Pour préparer leur retraite, beaucoup de personnes se font conseiller. Certaines peuvent s’appuyer sur des personnes compétentes et dignes de confiance dans leur entourage privé. D’autres s’adressent à leur banque, à leur assurance, à leur fiduciaire, à leur planificatrice ou planificateur financier, ou directement à leur caisse de pension. L’indépendance du conseil est essentielle pour un bon conseil !
Si une personne conseillère perçoit des rémunérations pour la vente de certains produits de placement ou d’assurance, des conflits d’intérêts peuvent apparaître. Cela est particulièrement délicat lorsque la personne conseillère profite du fait que vous percevez votre avoir de vieillesse sous forme de capital et l’investissez dans certains produits de placement.

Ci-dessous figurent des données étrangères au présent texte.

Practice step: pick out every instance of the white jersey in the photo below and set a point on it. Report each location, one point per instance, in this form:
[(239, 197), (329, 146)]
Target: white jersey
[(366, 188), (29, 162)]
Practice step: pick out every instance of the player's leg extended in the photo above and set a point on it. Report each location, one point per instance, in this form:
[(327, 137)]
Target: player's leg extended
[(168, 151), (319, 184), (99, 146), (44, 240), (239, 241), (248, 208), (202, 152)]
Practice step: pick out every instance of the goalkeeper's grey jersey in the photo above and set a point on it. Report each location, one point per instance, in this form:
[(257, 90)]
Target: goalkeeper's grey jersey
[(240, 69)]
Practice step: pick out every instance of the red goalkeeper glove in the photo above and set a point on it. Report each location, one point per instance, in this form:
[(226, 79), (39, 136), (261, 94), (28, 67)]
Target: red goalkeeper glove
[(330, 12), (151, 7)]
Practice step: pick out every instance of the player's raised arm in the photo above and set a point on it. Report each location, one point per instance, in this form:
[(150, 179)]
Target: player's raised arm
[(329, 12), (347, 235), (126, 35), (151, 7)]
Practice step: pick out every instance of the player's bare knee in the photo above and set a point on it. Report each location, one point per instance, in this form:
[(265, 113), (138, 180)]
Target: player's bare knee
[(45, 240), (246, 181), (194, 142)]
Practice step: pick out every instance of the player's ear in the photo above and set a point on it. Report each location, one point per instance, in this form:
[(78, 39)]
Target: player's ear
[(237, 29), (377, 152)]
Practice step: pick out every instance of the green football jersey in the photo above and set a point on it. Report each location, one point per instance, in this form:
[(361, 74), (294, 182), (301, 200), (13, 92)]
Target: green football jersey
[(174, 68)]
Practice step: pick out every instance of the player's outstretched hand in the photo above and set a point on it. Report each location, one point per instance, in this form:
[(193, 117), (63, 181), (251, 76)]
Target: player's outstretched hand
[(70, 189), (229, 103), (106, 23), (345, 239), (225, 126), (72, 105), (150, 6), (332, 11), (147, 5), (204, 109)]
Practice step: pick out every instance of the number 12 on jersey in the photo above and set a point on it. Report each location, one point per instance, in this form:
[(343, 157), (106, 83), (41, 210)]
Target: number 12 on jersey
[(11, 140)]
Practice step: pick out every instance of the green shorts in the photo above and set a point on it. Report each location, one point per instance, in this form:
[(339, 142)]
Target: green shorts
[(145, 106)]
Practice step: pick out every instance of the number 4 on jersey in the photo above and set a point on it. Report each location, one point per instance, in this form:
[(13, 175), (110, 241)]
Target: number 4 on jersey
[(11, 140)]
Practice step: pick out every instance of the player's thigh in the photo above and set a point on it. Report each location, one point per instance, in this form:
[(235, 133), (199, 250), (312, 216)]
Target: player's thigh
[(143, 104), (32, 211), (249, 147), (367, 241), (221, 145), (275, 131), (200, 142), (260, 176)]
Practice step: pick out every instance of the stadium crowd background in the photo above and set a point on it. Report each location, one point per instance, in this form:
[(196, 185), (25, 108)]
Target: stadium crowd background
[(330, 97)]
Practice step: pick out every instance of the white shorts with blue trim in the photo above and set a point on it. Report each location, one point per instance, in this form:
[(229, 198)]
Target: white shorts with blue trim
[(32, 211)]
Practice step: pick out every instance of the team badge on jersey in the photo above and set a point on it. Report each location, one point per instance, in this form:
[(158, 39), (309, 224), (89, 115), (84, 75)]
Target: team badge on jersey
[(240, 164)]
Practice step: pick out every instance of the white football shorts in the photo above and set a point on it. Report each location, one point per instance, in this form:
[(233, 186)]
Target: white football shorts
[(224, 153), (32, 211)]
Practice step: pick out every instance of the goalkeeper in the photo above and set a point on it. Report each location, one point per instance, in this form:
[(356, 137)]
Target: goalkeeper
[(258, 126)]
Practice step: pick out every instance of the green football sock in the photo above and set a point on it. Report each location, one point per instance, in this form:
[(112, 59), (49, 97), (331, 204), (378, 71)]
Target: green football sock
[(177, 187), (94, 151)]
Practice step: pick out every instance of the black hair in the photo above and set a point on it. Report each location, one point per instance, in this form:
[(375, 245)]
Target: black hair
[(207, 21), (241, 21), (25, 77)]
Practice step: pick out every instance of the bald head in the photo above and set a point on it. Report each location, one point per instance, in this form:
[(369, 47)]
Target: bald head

Face à de tels enchevêtrements, la caisse de pension peut être un interlocuteur sans risque. Les caisses de pension garantissent un jugement indépendant et non influencé par la vente de produits, car la loi leur impose de ne pas poursuivre de but lucratif.
Publications

Si l’indépendance du conseil n’est pas garantie, des conflits d’intérêts peuvent apparaître. En cas de dépendance, il existe un risque que le versement en capital soit privilégié par rapport à la rente de vieillesse, parce qu’il ouvre à la personne conseillère des possibilités d’affaires et de gain supplémentaires.

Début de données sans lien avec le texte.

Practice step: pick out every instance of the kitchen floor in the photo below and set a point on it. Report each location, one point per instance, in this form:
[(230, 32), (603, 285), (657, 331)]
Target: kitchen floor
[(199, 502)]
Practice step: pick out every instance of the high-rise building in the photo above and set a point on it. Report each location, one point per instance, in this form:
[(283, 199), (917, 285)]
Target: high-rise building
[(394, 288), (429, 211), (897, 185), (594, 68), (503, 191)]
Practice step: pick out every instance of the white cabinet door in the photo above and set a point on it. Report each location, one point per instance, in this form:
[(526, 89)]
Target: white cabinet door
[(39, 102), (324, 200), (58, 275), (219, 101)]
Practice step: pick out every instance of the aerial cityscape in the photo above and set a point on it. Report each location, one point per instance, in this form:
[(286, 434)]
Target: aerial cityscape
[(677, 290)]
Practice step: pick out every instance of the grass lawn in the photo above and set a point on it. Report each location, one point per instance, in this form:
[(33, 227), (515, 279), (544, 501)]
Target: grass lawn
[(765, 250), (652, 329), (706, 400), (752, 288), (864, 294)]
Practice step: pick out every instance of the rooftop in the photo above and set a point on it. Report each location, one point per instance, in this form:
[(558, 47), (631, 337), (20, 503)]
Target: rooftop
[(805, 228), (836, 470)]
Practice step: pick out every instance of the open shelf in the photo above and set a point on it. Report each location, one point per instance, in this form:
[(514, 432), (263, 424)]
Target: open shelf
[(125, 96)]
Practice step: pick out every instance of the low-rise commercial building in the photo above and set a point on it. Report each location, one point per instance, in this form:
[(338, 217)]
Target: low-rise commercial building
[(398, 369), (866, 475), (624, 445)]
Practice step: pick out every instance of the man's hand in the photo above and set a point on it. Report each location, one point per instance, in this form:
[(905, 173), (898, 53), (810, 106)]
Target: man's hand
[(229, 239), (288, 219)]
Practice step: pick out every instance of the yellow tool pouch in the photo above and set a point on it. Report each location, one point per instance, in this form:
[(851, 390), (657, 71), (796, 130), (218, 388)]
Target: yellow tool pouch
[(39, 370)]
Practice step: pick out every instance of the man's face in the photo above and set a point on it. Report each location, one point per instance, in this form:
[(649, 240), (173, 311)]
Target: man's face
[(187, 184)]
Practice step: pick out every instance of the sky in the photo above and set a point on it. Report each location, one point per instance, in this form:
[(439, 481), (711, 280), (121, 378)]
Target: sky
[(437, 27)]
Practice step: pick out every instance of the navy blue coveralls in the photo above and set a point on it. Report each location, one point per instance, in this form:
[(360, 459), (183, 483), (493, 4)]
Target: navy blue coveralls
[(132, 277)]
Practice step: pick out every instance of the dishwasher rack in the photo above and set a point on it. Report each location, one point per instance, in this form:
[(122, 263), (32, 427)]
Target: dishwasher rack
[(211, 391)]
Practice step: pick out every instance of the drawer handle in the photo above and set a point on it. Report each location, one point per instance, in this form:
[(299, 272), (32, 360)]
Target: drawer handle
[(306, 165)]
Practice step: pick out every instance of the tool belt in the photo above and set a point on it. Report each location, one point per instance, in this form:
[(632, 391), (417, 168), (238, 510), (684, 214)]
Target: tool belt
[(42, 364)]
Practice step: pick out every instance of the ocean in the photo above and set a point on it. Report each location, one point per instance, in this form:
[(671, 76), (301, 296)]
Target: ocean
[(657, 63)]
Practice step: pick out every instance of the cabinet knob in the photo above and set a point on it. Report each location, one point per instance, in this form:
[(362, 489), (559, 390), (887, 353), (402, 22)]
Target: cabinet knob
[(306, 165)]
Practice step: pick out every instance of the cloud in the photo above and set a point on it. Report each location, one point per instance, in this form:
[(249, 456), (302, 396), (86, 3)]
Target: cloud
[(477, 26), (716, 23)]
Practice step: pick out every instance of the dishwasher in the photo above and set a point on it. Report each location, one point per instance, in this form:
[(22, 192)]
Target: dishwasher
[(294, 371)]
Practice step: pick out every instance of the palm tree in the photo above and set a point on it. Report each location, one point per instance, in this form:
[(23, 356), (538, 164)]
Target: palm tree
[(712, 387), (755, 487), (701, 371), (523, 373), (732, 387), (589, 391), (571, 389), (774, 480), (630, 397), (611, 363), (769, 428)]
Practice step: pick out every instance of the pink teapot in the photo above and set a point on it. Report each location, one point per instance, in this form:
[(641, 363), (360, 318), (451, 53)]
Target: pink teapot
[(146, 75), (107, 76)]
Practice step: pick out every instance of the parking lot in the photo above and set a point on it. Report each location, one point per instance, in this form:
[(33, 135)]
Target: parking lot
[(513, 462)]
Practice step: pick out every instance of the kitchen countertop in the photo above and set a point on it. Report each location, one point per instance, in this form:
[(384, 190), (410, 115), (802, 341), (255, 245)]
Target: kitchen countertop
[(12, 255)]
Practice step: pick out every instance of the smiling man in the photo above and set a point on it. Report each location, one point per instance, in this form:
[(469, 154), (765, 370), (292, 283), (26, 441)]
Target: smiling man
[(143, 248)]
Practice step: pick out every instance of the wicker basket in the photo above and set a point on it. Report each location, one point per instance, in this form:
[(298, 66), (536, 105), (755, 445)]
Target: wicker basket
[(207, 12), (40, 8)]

Les conflits d’intérêts peuvent se manifester à deux niveaux. Premièrement, le risque existe que la décision entre rente et capital ne soit pas évaluée exclusivement selon vos besoins et objectifs personnels. Deuxièmement, le choix de produits de placement ou d’assurance peut dépendre de l’attrait des rémunérations versées à la personne conseillère pour certains produits.
Soyez donc attentif à la manière dont votre conseil est rémunéré et à la transparence des rémunérations. Un conseil indépendant crée la base de décisions qui s’orientent uniquement selon vos intérêts.
Le conseil indépendant a toutefois un prix et devrait être rémunéré équitablement. Dans le cas de conseils prétendument «gratuits», la rémunération passe souvent indirectement par la vente de produits ou de services. La transparence sur les coûts et sur la rémunération du conseil est donc un élément important d’un conseil digne de confiance.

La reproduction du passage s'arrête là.